Beast from the east cold spell deep freezes Europe
Cii Radio| Ayesha Ismail| 02 March 2018|13 Jumadul Ukhra 1439
Mediterranean beaches blanketed in white. Blizzards and “life-threatening” conditions in normally snowless areas of Britain, where there is also a developing natural gas shortage. Motorists stranded overnight on a highway in Scotland.
Since last Friday, Europe has been locked in a Siberian weather pattern that has pummeled the Continent with snow, freezing rain and brutal wind chills, paralyzing cities unaccustomed to more than a thin wet film of snow and killing dozens of people, mainly older and homeless people.
Countries across Europe shut schools and rushed to shelter homeless people on Wednesday as a deadly blast of Siberian weather dubbed the “Beast from the East” kept the mercury far below zero.
The death toll rose to at least 46 since Friday as a 75-year-old Dutchman went out to skate in the western village of Hank, only for the ice to crack beneath his feet.
Three children and two adults also had to be rescued in similar incidents in the skating-mad Netherlands.
The victims of the brutal cold also include 18 people killed in Poland, six in the Czech Republic, five in Lithuania, four each in France and Slovakia, two each in Italy, Serbia and Romania and one in Slovenia.
Homeless people account for many of the dead, and cities across Europe have been racing to open emergency shelters to protect people sleeping rough.
In Germany, the national homeless association urged shelters to open during the day and not just at night.

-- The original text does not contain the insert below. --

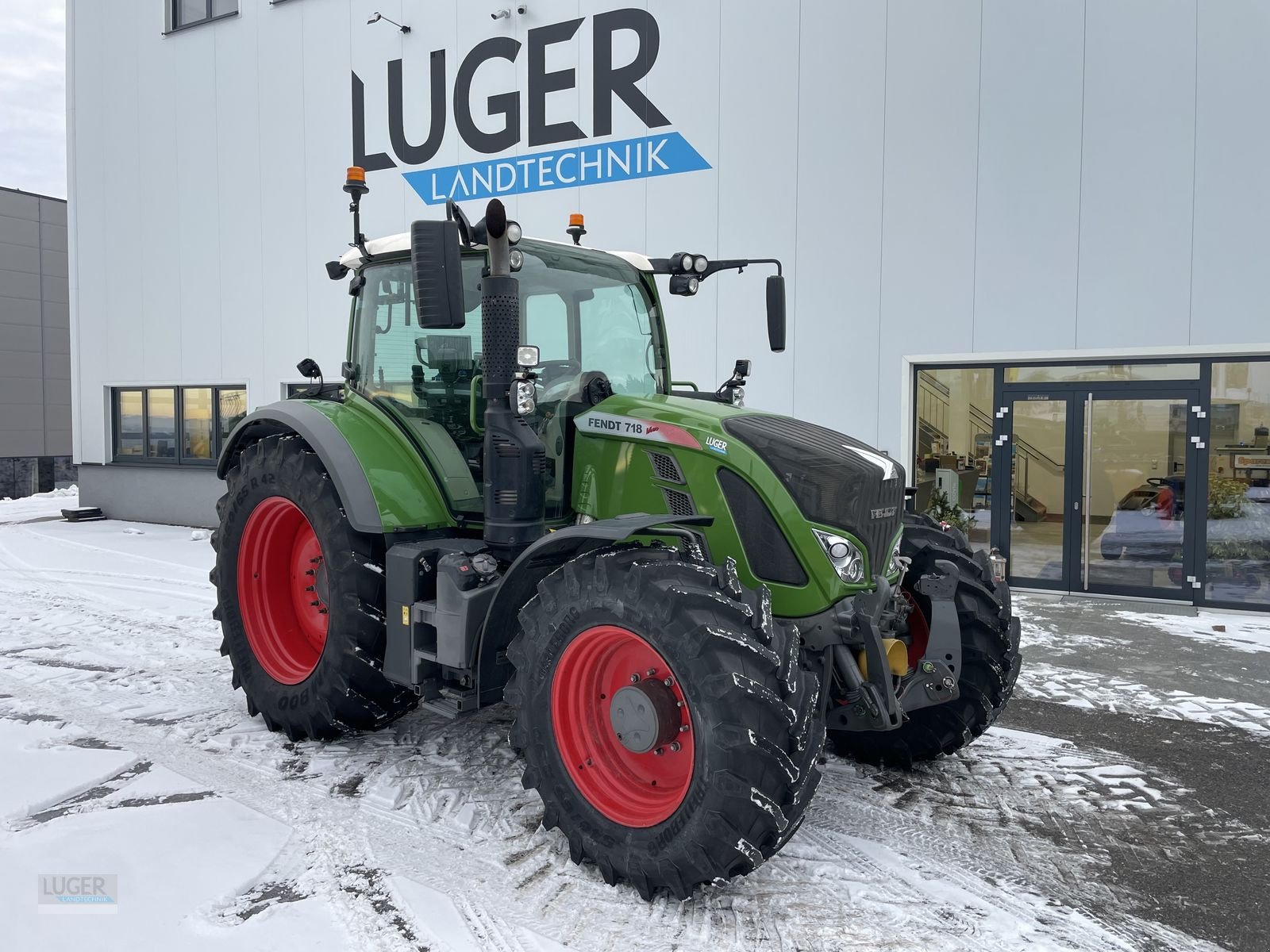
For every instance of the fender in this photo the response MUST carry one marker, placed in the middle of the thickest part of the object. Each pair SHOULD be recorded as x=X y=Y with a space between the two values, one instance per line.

“You can die of cold during the day too,” its chief Werena Rosenke warned.
Authorities are also urging people to look out for elderly relatives and neighbours after a French woman in her nineties was found frozen to death outside her retirement home.
In Paris, some 50 regional lawmakers were to spend on Wednesday night on the streets to protest the “denial of dignity” suffered by those without roofs over their heads.
And in the northern port of Calais, authorities were launching emergency plans to shelter migrants who camp out near the coast hoping to stow away on trucks bound for Britain.
Schools were shut across Kosovo, western Bosnia and much of Albania, as well as in parts of Britain, Italy and Portugal.
Temperatures again plunged below -20 Celsius (-4 Fahrenheit) overnight in numerous parts of Europe — even hitting -36C in Glattalp, 1,850 meters (6,000 feet) above sea level in the Swiss mountains.
Ahead of a predicted thaw towards the end of the week, both Belgium and Switzerland marked their coldest nights of the winter so far.
And in the usually balmy south of France, residents in Biarritz and Saint-Jean-de-Luz were heading out with skis to zoom down the snowy streets of the beach resorts.
Europe’s cold snap comes as the Arctic experiences record-high temperatures, prompting scientists to ask if global warming may be playing a role in turning things upside down.
Dubbed the “Siberian bear” by the Dutch and the “snow cannon” by Swedes, the icy blast has played havoc with transport networks.
In Ireland, anxious residents were hoarding bread and milk as they braced for Thursday’s arrival of a storm expected to bring the heaviest snowfall in decades.
“It’s fair to say the people of Ferrybank and Slieverue are taking the #Beastfromtheeast serious,” said one Twitter post alongside a picture of empty supermarket shelves.
The National Emergency Coordination Committee has issued a red alert, ordering everyone in the provinces of Munster and Leinster to stay indoors from 4 p.m. on Thursday until noon Friday.
And Dublin’s travellers were already facing major disruptions, with Ryanair cancelling all flights in and out of the capital for the rest of the day.
Kosovo announced restrictions on electricity usage lasting between one and three hours, due to a surge in power consumption mirrored across Europe as people turn up the thermostat.
Even professionals are feeling the chill.
In Amstetten in northwest Austria which is hosting international championships for ice stock — a sport similar to curling — organizers moved the opening ceremony inside due to the cold.
Austrians were reserving particular sympathy for Ludwig Rasser and Norbert Daxbacher, two employees at the Sonnblick weather station 3,109 metres above sea level.
Handed the honour of having the “coldest job in Austria” by the Oesterreich tabloid, Rasser and Daxbacher are charged with heading out to measure the temperature three times a day.
The process takes an hour in temperatures of -32C — which “with the windchill feels like -60,” Rasser said.